What I thought about this morning was, first, after hearing how glorious the mountain tops of the Alps (Rick) and the Andes (Lori) were, what if you cannot see? What if you cannot hear? How do you go on pilgrimage then, and what do you experience?

This reminded me of touring the Carter White House with a group of elderly blind people (Eternal Light, led by Evelyn Saile with my mother's help - and my brother driving the bus more often than not, was a social service based at the Jewish Council on Aging in Montgomery County Md., that got people out on day excursions, including lunch and then a tour.) The Carter White House, despite Mrs. Carter's own care for people who are blind, had not yet adjusted their tour package to include them. So I did it myself: I guided the hand of the man next to me to touch the furniture and the walls as we went by.

I bet this helps explain the well-worn walls inside the church of the Holy Sepulchre in Jerusalem...

And I thought of the hand labyrinths, as well as the mown-grass labyrinth not far uphill from Rick's office in Edmonds. And I thought of the sounds of pilgrim places, not least the birds and the wind.

But what I also took in was the idea of pilgrimage where ever you are. Rick started me on this trail. You can go on pilgrimage without going to the great holy sites.

(There are substitutes. My older brother and I once took a stack of old photos back to the place they were taken, the Franciscan Monastery in Washington, D.C., which features a church undercroft that has the journey from Calvary to the Tomb - and the Resurrection - stepped out for the full distance.)

And then I thought of the little church in Tombstone, completed in 1882, St Paul's.

St Paul's Tombstone (photo: Jon Donahue)
People go to Tombstone quite often as tourists. It's second on the bucket list to the Grand Canyon.

They want to see where Wyatt Earp, Doc, Morgan and Virgil, gunned down the Clanton gang. But fifty yards from the back gate of the OK Corral, across the intersection of 3rd and Fremont where Billy Claiborne fell mortally wounded on that notorious fall day in 1881, is the front door of the little church that was built within a few months of that dreadful celebrated happening.

And there is a pilgrimage site, if you see or hear or touch it with pilgrim hands. A church. A small church. A few pews, enough to squeeze in 150 Victorians (as on dedication day 1882) or accommodate a slightly smaller group of 21st century worshipers. For it is an active church.

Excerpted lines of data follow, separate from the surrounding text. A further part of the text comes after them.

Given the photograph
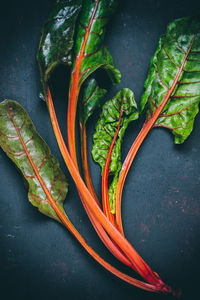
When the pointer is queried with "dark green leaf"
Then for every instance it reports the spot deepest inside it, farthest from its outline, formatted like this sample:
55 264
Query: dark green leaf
90 53
57 36
106 128
24 146
92 96
175 74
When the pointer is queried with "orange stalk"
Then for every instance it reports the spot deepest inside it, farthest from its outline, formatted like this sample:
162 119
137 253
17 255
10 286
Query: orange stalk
142 268
114 249
85 165
65 221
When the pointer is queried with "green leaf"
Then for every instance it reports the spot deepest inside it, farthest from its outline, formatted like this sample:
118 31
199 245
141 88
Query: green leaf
57 37
90 53
29 152
106 128
92 96
174 78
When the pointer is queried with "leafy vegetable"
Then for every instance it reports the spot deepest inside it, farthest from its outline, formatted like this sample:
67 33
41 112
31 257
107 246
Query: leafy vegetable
51 57
172 89
138 263
92 96
57 35
90 55
47 184
174 78
106 128
32 156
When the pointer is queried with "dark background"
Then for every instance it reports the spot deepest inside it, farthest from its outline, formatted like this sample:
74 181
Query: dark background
38 258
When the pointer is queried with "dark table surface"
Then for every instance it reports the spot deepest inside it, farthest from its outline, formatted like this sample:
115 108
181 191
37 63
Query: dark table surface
38 258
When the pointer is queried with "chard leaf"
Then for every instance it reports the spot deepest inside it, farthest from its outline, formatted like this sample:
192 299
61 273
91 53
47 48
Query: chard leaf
172 88
106 128
92 96
57 37
90 54
29 152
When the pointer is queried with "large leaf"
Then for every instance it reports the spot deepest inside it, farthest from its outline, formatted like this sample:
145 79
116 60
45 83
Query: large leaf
106 128
57 37
90 54
32 156
92 96
173 82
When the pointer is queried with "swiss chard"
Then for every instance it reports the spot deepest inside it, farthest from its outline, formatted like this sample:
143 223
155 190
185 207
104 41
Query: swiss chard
57 38
47 184
56 47
91 99
172 89
89 54
116 114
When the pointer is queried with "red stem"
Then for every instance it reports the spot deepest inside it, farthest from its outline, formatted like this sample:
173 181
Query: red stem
142 268
73 230
114 249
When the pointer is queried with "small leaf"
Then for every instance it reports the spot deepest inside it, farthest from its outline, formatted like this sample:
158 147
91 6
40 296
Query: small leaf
106 128
32 156
92 96
57 35
90 53
174 78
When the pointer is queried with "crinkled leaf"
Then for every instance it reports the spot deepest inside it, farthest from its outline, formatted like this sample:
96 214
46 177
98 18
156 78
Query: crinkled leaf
175 74
106 128
90 53
92 96
23 145
57 37
112 190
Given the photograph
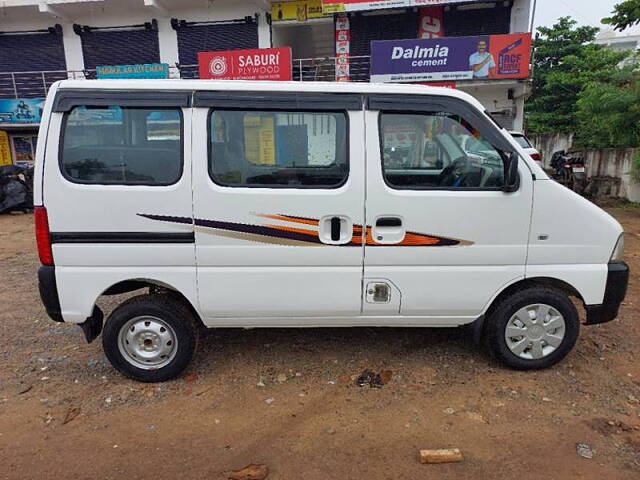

An earlier bishop of Arizona got the congregation to look at it as a potential added stop on the tourist route. Indeed an earlier vicar got the "crib" behind it on that map - adapted from an old tool shed and redecorated to look like one of the little buildings more likely to be found across Allen Street near the mines. But the church itself and the people - they are worthy of more than a tour stop. Be a pilgrim.

See where the Eucharist is celebrated and the Gospel preached and the psalms and hymns and spiritual songs are sung.

Then go on your way, to the OK Cafe for lunch, or the courthouse for an authentic thrill, of bygone cattle ranching and justice days, or just wander the streets. And see what is there now, and who.

Your fellow pilgrims, in life, as well as your fellow tourists. It just requires a pilgrim's eyes to see, a pilgrim's ears to hear, a pilgrim's hand to touch, a pilgrim's heart to feel and take in, that God is here.